COLUMN-Does a greener world need less greenbacks? :Mike Dolan
(The author is editor-at-large for finance and markets at Reuters News. Any views expressed here are his own)
LONDON, Feb 10 (Reuters) – The greening of the planet should mean fewer dollars need to be held in reserve around the world and may fuel persistent doubts about the greenback’s future as the dominant world currency.
In the realm of investment megatrends, an accelerating drive to renewable and sustainable energy and a long-forecast but slow decline in dollar hegemony are among the biggest.
But it’s possible serious movement on the former could pressure the latter too as ‘petrodollars’ banked from the windfalls of oil exporting nations wane in favour of more localised and sustainable energy sources.
The push toward clean energy – catalysed by the COVID-19 pandemic and the climate concerns and green priorities of new U.S. President Joe Biden – reinforces the International Energy Agency’s forecast of peak oil demand within the next decade.
Under a scenario of a surge in clean energy policies along with adherance to the Paris Agreement on arresting climate change, the IEA sees world oil demand falling by more than quarter in less than 20 years.
If dollar-denominated oil usage declines in favour of home-produced wind, solar or hydro energy sources, then the swelling pool of global petrodollars recycled and invested by the world’s big oil producers since the end of the gold standard in the 1970s may drain with it.
Chris Iggo, Axa Investment Managers’ Chief Investment Officer for Core Investments, reckons the renewables push can neutralise the largely pernicious political and inflation volatility associated with the global oil trade and its reliance on a small group of producing countries – shifting toward a system of cheaper and more locally produced sources of energy.
“Politics can interfere in the supply of the technology and capital needed to exploit renewable energy, but nobody can control the sun and the wind,” he told clients.
Iggo reckons the central role of the dollar changes in that too.
“The more dispersed – and more local – nature of renewable energy production will mean less reliance on a single currency,” he wrote. “The ‘petrodollar’ is a thing of the past and the need for certain currencies to be pegged against the dollar will disappear.”
The exchange rate impact is hazier than it seems but there may be other serious implications.

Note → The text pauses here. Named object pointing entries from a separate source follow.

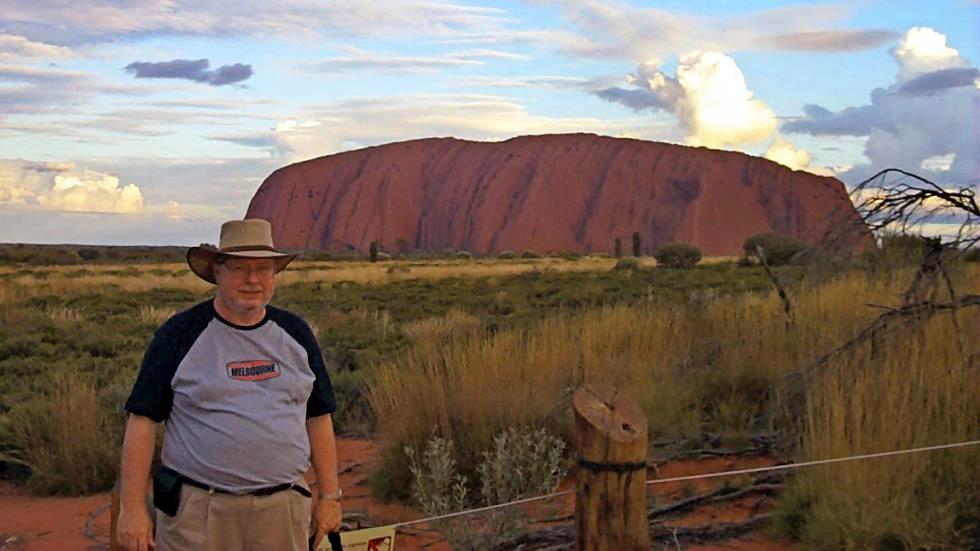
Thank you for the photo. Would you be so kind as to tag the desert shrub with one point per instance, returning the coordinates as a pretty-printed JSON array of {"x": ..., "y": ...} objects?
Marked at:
[
  {"x": 677, "y": 255},
  {"x": 437, "y": 486},
  {"x": 628, "y": 263},
  {"x": 67, "y": 438},
  {"x": 779, "y": 249},
  {"x": 519, "y": 464}
]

The petrodollar system that started in the 1970s largely hinged on recycling oil revenues directly or indirectly from mostly poor and developing Middle Eastern countries back into U.S. dollar deposits and debt securities – often via large financial centres such as London.
That in part gave rise to the offshore Eurodollar markets and pools of global dollar liquidity that fueled the Eurobond market in the 1980s – and everything from banking to private equity to tech startups since.
But it mainly enhanced America’s ability to run large international deficits cheaply for decades – an oft-criticised ‘exorbitant privilege’ of printing the world’s reserve currency and ‘numeraire’ for world energy and commerce.
And the big oil producers continue to underwrite hundreds of billions of dollars of U.S. government debt – even if the United States itself is no longer a net importer.
The most recent U.S. data from November last year shows Saudi Arabia, Norway and the United Arab Emirates alone hold more than a quarter trillion dollars of $7 trillion Treasury securities held overseas, even if last year’s oil price plunge cut that by more than $50 billion over the preceding 12 months.
Add all oil producers and indirect custody holdings and the number may well be twice that.
That said, these numbers pale against more than $2 trillion in Treasuries held by oil importers Japan and China – or indeed the $4 trillion amassed by the Federal Reserve itself in pandemic-easing bond buying. And so the influence of petrodollars on U.S. borrowing costs has been watered down considerably – at least while the Fed is in support and owning a quarter of the market.
Another way of looking at the scale of petrodollars sloshing around the world is the size of sovereign wealth fund holdings. Sovereign funds from the Middle East and Norway more than doubled over decade to 2019 to more than $4 trillion.
But these have been diversified far and wide and this is where exchange rate and global market effects of reduced windfalls get more complicated.
There may be less natural demand for dollars in a less-oil dominated world – with significant reserve holding consequences. But the brimming of petro coffers around the world has filled all currencies for two decades.
Huge swings in oil prices over the past 12 years have been inversely correlated with the dollar’s exchange rate value against European currencies in particular. That proved true again though the pandemic shock and recovery over the past year.
According to a New York Fed paper from 2019, this correlation only emerged after 2000 when the Middle East and North Africa region turned from the net current account deficits of the 1980s and 1990s to a surplus as oil prices climbed.
As surpluses ballooned with rising oil prices thereafter, so did the marginal volume of wealth diversified to Europe and European currencies – and vice versa during oil price swoons.
Whether waning need for petrodollars worldwide over the next couple of decades undermines oil exporter surpluses and the oil/dollar correlation remains to be seen.